Longe do equilíbrio que a corrente de ar gelado representava, ela girou a varinha duas vezes contra o pergaminho onde lia-se o nome da pessoa misteriosa. "Janice", mas nada aconteceu; tão somente a lembrança quase tangível de Malfoy questionando se havia alguma notícia dela. Sem se dar conta das próprias ações, tocou os lábios de forma solene, deslizando o dedo médio e o indicador onde ele deixara um rastro de seu veneno.

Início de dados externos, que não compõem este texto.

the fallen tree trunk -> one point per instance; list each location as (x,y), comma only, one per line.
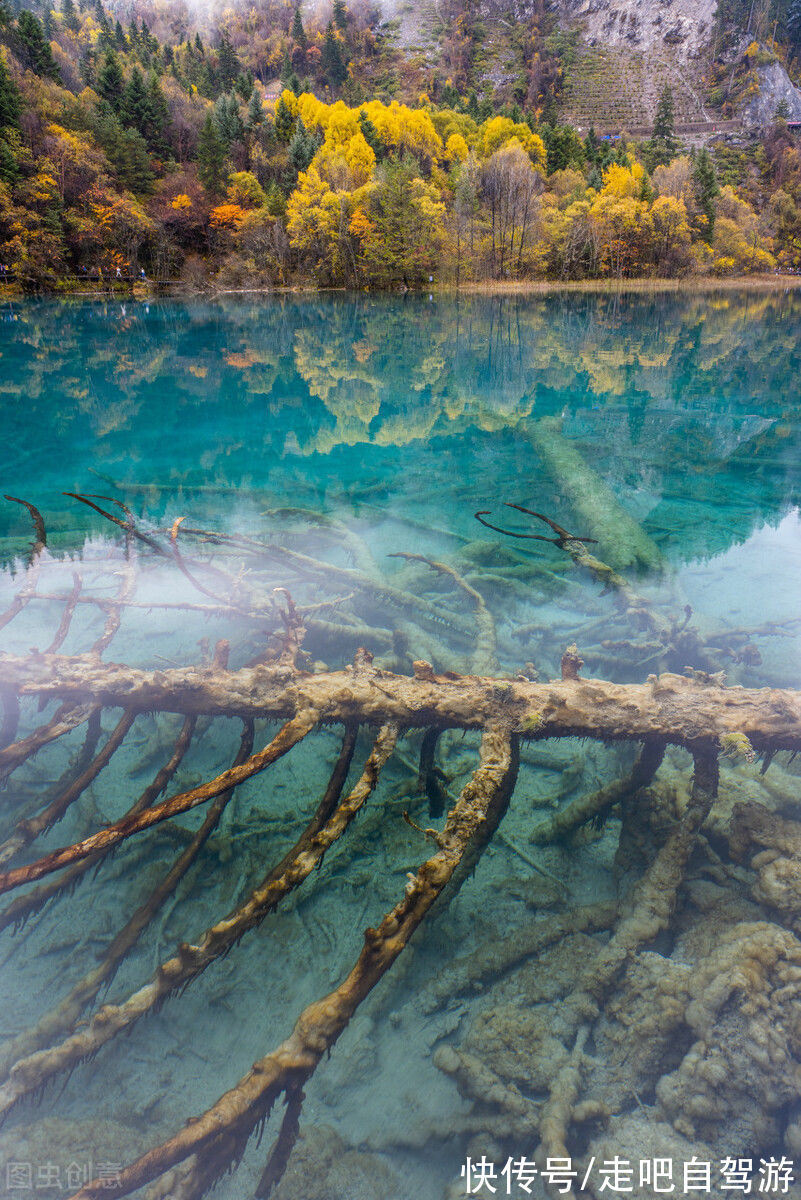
(670,708)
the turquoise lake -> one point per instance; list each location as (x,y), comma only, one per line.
(337,431)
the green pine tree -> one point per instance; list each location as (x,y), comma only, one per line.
(35,47)
(228,121)
(302,147)
(228,65)
(133,105)
(10,169)
(10,100)
(70,15)
(284,124)
(211,157)
(706,189)
(109,79)
(662,147)
(125,149)
(371,135)
(297,31)
(332,61)
(245,84)
(339,15)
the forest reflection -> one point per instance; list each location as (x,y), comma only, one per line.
(684,405)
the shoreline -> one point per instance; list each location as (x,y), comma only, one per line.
(491,287)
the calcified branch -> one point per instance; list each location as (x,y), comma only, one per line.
(30,828)
(485,659)
(672,708)
(66,719)
(218,1137)
(23,906)
(64,1018)
(114,610)
(38,526)
(128,526)
(289,736)
(284,1144)
(66,616)
(28,589)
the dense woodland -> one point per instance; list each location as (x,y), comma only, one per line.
(283,147)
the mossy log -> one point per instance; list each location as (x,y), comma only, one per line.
(622,541)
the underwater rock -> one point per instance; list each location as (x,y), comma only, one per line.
(58,1156)
(323,1167)
(636,1138)
(735,1081)
(638,1037)
(519,1044)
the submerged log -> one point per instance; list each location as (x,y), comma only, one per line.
(672,708)
(622,540)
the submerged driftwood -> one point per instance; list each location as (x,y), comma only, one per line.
(694,712)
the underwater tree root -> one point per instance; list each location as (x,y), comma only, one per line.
(218,1137)
(65,1015)
(29,1073)
(23,906)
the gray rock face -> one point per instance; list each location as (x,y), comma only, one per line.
(774,88)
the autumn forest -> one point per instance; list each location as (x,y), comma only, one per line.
(284,147)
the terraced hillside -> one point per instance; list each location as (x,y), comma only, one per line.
(613,88)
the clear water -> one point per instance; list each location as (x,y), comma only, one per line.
(350,429)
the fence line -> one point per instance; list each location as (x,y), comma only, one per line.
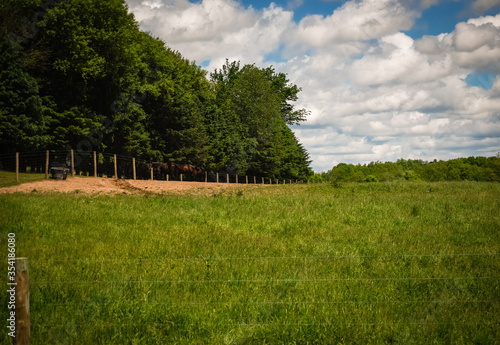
(110,165)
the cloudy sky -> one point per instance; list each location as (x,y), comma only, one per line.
(383,79)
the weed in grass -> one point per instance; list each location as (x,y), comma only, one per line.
(365,263)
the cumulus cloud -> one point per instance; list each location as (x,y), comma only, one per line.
(374,92)
(214,29)
(481,6)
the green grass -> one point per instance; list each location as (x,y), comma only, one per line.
(8,179)
(396,263)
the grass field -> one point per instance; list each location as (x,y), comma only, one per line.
(8,179)
(396,263)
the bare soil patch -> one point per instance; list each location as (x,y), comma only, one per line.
(99,185)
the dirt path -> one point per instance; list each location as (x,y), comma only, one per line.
(110,186)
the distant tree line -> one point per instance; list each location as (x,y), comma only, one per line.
(460,169)
(80,74)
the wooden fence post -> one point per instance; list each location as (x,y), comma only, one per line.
(17,167)
(47,165)
(72,163)
(133,163)
(95,164)
(22,310)
(116,168)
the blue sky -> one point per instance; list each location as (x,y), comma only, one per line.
(383,79)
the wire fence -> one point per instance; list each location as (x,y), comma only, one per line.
(111,165)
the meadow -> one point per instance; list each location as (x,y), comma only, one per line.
(367,263)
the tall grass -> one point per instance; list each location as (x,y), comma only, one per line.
(398,263)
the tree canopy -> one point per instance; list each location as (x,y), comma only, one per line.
(81,71)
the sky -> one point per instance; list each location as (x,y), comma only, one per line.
(382,79)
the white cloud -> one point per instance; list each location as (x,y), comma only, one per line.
(215,29)
(374,92)
(481,6)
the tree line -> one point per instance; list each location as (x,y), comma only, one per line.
(460,169)
(80,73)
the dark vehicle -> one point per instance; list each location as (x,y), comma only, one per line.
(59,171)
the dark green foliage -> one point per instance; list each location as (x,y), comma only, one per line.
(80,74)
(470,169)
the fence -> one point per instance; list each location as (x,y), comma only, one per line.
(435,302)
(111,165)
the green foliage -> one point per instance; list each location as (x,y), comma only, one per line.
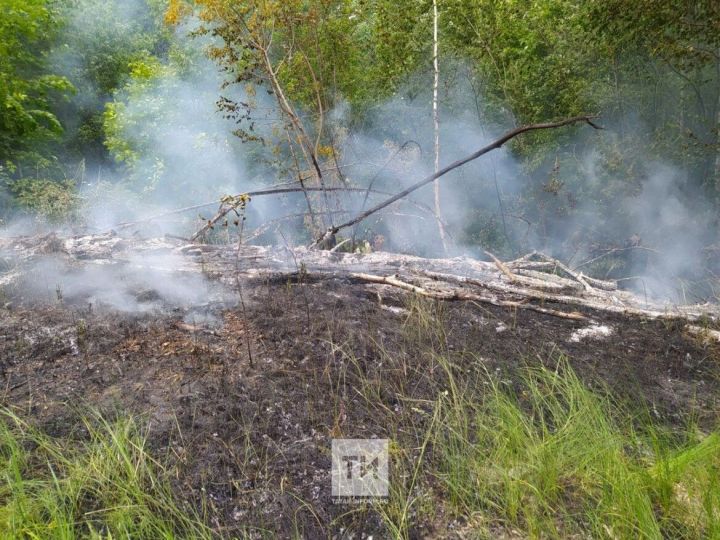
(26,84)
(53,200)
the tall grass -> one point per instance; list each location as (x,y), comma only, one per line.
(105,486)
(555,459)
(533,453)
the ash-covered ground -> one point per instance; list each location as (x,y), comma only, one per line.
(246,376)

Nada poderia ser mais incômodo do que a falsa sensação de que os acontecimentos da semana anterior haviam sido dissipados, afinal, a grande e assustadora verdade era que eles retornavam frequentemente, com a mesma força das ondas do mar do norte, rebentando-se contra as rochas que protegiam toda a região adjacente à Ilha onde a prisão de Azkaban estava localizada.

No conceito mais abrangente possível, a infidelidade sempre representava a quebra de um compromisso assumido livremente, não sendo, necessariamente, sinônimo de adultério. Já na concepção popular do termo, a infidelidade estaria intimamente relacionada à ruptura de um acordo silencioso consistente em manter relações sexuais com apenas uma pessoa. Diante da gama de definições, Hermione sentia-se infiel em todos os sentidos possíveis, fosse pela transgressão do compromisso firmado com sua particular concepção de bem e mal, ou pela violação do acordo tácito que fizera consigo mesma, de nunca confiar em alguém que ostentasse o brasão da Sonserina.

E havia, é claro, a memória de Rony. Por seis anos não se permitira ser tocada por outras mãos, sequer dera vazão às perguntas espremidas no canto de seu cérebro sobre como seria caso outro homem tivesse acesso ao seu corpo da mesma forma que seu falecido namorado um dia tivera.

Ele estava morto, portanto, não deveria pensar em quem ou como tocava o seu corpo. A voz fina e diabólica, que vinha das profundezas de seu ser sussurrou em sua cabeça demasiadamente atribulada. Pensamentos como aqueles eram recorrentes, e ela culpava-se por isso. Um ciclo sem fim, e por isso, muito mais doloroso.